3. Social Sector Commitments
Welfare-heavy states like Tamil Nadu and West Bengal prioritise subsidies, free schemes, and welfare spending. This is politically necessary but fiscally risky if not matched with strong economic growth.
4. Fiscal Decentralisation and Responsibilities
Post-14th Finance Commission, the states’ share of Union taxes increased from 32% to 42%. While this gave more funds and flexibility, their responsibilities for development (education, health, rural infrastructure, social justice) also expanded faster than their capacity to raise resources.
Productive vs Unproductive Borrowing
Borrowing itself is not harmful. The quality of borrowing matters:
- Productive Debt: Used for capital projects such as roads, irrigation, healthcare, and education. These create assets, improve economic growth, and generate future revenues.
- Unproductive Debt: Used for routine administration, salaries, pensions, or subsidies. These do not create assets and only add to fiscal stress.
The CAG report highlights that many high-debt states are relying more on unproductive borrowing, reducing their fiscal resilience.
Acceptable Levels of Debt
The NK Singh Committee on Fiscal Responsibility and Budget Management (FRBM), 2017 recommended:
- 40% debt-to-GDP ratio for the Centre.
- 20% debt-to-GSDP ratio for states.
- A combined target of 60% for general government debt.
Currently, states’ debt averages nearly 23%, which is above the target. For some states like Punjab (40%), the situation is far more alarming.
Fiscal Management Concerns:
1. Violation of Golden Rule – Borrowings diverted for current expenditure in 11 states.
2. Debt Trap Risk – Rising borrowings used to repay past loans and interest.
3. Crowding Out of Investment – More resources go to debt servicing instead of development.
4. Macroeconomic Stability Threat – With state debt adding to central debt, India’s combined fiscal stability is at risk.
5. Overdependence on Centre – States with weak revenue bases depend heavily on central transfers, weakening fiscal federalism.
The Way Forward:
Strengthen Fiscal Discipline
States must strictly align borrowings with asset-creating expenditure and avoid using loans for routine spending.
Create a Public Debt Management Agency (PDMA)
A PDMA can improve transparency, monitor borrowings, and help restructure unsustainable debt.
Diversify Revenue Sources
- Improve GST compliance and tax buoyancy.
- Rationalise subsidies, especially in power and agriculture.
- Strengthen property taxes and user charges at local levels.
Adhere to FRBM Targets
Binding fiscal rules must be respected to maintain discipline. Independent oversight can ensure compliance.

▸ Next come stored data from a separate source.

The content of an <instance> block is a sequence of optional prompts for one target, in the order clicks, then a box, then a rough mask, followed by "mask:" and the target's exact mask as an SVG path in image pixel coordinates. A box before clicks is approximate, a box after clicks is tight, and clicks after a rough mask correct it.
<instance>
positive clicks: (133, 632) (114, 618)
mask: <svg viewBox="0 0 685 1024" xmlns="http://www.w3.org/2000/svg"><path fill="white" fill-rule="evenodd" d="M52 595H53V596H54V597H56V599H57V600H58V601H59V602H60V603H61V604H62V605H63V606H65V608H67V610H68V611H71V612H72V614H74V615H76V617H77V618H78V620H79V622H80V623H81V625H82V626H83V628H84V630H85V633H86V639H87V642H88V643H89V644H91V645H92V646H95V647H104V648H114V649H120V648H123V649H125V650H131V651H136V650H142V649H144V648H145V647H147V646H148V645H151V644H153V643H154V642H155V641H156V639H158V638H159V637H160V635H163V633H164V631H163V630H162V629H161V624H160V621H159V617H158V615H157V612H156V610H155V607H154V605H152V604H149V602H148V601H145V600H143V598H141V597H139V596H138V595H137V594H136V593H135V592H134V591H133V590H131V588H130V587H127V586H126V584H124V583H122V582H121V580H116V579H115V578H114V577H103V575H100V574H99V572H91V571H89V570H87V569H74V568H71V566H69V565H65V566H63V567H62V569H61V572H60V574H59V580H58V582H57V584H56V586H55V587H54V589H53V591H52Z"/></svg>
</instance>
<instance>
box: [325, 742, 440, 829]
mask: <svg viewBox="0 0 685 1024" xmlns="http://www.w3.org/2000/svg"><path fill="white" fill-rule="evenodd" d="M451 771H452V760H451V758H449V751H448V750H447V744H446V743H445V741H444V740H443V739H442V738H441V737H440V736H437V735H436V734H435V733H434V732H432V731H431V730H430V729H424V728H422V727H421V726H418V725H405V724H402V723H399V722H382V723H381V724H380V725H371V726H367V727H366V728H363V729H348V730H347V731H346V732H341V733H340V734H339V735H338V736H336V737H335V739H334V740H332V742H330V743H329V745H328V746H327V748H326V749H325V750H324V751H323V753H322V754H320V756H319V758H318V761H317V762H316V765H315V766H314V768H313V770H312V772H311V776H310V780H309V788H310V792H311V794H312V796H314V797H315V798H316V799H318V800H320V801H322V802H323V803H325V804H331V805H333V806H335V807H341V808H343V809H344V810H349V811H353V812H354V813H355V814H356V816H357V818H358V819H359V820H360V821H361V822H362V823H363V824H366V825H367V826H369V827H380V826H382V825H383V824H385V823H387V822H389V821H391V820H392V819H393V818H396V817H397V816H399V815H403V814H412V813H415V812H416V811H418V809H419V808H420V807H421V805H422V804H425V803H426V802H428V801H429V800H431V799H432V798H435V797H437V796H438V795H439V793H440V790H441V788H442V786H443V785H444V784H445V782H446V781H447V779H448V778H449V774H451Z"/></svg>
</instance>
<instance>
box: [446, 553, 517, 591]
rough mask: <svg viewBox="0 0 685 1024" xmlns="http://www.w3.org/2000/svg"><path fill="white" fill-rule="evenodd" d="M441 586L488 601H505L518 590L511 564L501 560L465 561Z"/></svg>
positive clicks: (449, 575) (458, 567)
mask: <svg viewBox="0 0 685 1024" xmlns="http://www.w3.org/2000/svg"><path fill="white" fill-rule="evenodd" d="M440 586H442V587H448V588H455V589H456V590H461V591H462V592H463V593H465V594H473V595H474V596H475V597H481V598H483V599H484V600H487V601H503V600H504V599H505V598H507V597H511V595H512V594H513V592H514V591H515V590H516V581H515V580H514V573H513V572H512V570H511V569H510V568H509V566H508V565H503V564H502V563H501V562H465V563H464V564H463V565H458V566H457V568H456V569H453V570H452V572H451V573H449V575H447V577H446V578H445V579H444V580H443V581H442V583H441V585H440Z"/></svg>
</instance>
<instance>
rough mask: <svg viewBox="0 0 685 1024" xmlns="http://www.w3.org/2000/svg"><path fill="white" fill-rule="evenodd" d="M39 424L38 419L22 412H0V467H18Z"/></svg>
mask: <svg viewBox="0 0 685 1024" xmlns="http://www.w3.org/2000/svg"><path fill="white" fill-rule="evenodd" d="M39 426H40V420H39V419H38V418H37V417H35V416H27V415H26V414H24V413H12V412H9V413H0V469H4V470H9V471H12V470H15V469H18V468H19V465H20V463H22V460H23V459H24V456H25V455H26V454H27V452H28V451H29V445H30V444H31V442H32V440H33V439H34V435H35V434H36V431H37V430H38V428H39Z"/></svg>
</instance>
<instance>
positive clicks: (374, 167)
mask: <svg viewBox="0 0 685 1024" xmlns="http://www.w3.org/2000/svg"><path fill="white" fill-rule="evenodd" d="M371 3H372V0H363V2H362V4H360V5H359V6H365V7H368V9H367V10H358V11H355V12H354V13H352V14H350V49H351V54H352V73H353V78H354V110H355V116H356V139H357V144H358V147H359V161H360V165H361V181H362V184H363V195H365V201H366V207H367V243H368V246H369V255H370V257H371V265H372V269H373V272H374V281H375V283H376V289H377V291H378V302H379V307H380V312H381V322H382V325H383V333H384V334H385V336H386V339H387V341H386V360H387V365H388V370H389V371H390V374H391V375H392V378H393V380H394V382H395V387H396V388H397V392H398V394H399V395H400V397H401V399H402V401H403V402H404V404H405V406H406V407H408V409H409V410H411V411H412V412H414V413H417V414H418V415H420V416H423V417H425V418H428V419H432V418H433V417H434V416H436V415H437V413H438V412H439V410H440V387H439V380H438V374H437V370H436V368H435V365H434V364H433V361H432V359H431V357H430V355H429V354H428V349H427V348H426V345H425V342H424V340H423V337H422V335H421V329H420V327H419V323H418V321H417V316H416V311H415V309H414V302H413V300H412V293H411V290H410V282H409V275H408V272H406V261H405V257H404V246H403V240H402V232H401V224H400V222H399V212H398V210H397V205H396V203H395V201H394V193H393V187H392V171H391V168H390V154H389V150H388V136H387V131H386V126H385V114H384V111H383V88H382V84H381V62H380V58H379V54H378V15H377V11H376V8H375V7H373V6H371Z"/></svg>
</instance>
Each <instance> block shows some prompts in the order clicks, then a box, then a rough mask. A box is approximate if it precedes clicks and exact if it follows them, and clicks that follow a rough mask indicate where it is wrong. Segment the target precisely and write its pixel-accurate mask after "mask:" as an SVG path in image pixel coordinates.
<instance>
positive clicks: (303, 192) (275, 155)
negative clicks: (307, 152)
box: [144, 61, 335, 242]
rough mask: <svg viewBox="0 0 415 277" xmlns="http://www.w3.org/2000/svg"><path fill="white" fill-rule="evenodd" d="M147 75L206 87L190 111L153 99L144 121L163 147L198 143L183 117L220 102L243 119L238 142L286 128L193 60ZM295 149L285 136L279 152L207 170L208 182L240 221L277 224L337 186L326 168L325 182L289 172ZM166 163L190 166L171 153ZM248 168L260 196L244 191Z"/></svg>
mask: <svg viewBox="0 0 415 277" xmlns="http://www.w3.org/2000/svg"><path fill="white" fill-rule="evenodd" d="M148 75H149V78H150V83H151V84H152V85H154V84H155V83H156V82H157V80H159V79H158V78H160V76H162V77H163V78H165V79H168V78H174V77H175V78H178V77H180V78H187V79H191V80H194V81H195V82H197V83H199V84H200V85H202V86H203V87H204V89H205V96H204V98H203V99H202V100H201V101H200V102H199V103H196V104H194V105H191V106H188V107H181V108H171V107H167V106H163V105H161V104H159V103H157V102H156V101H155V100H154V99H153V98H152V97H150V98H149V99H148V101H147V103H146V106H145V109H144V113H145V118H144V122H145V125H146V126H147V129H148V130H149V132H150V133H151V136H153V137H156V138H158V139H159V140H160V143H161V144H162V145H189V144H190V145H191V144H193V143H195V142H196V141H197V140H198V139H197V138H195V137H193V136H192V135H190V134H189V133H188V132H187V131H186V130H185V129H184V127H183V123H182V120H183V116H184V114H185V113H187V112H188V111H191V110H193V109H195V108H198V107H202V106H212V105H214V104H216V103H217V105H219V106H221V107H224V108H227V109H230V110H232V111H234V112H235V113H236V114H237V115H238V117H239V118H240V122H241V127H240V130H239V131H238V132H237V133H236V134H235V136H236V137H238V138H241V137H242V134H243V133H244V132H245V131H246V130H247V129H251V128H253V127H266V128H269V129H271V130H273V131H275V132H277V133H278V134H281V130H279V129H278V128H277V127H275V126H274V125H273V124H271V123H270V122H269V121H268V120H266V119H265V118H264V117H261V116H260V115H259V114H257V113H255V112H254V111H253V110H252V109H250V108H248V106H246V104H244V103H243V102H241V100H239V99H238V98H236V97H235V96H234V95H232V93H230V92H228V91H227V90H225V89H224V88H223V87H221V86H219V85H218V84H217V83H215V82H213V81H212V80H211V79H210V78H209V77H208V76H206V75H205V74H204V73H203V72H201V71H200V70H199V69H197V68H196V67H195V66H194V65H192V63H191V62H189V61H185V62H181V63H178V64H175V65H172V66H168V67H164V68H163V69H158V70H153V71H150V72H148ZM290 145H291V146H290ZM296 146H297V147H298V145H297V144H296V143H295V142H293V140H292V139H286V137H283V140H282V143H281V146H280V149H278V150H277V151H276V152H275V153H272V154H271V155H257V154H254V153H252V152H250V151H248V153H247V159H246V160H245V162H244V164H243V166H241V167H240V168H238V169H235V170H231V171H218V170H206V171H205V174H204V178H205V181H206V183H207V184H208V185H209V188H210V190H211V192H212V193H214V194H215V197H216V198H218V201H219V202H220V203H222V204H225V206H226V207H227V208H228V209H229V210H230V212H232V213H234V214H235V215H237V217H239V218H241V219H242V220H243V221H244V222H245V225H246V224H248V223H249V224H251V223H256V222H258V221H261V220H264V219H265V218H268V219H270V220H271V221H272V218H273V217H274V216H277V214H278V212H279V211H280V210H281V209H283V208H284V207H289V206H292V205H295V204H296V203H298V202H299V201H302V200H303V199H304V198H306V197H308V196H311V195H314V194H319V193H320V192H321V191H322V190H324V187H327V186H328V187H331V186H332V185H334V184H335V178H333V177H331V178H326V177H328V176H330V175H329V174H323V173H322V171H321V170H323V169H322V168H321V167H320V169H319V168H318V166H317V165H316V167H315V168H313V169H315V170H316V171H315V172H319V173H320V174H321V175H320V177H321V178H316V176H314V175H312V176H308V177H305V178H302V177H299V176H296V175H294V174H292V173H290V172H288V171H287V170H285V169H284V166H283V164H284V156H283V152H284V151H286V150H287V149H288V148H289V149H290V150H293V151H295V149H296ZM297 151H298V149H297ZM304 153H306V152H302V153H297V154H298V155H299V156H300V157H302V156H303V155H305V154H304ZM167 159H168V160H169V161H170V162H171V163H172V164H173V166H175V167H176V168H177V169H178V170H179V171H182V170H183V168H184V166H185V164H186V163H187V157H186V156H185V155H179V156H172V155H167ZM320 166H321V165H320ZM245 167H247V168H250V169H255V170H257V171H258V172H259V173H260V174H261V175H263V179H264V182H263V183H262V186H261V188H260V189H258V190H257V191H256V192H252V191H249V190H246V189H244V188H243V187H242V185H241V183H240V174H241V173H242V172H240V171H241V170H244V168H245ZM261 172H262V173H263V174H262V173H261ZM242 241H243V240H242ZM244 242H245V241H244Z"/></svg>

Strengthen State Finance Commissions
Regular functioning of these commissions can ensure fair resource distribution between states and local bodies.
Focus on Productive Borrowing
Prioritise infrastructure, education, health, irrigation, and renewable energy. Borrowings linked to projects that expand future revenue potential are sustainable.
Conclusion
The CAG’s report highlights a worrying trend of rising state debt over the past decade. While borrowing is often essential for development, using debt to cover salaries, subsidies, and routine expenditure violates fiscal prudence. States like Punjab, with debt exceeding 40% of GSDP, are already at risk of fiscal crisis.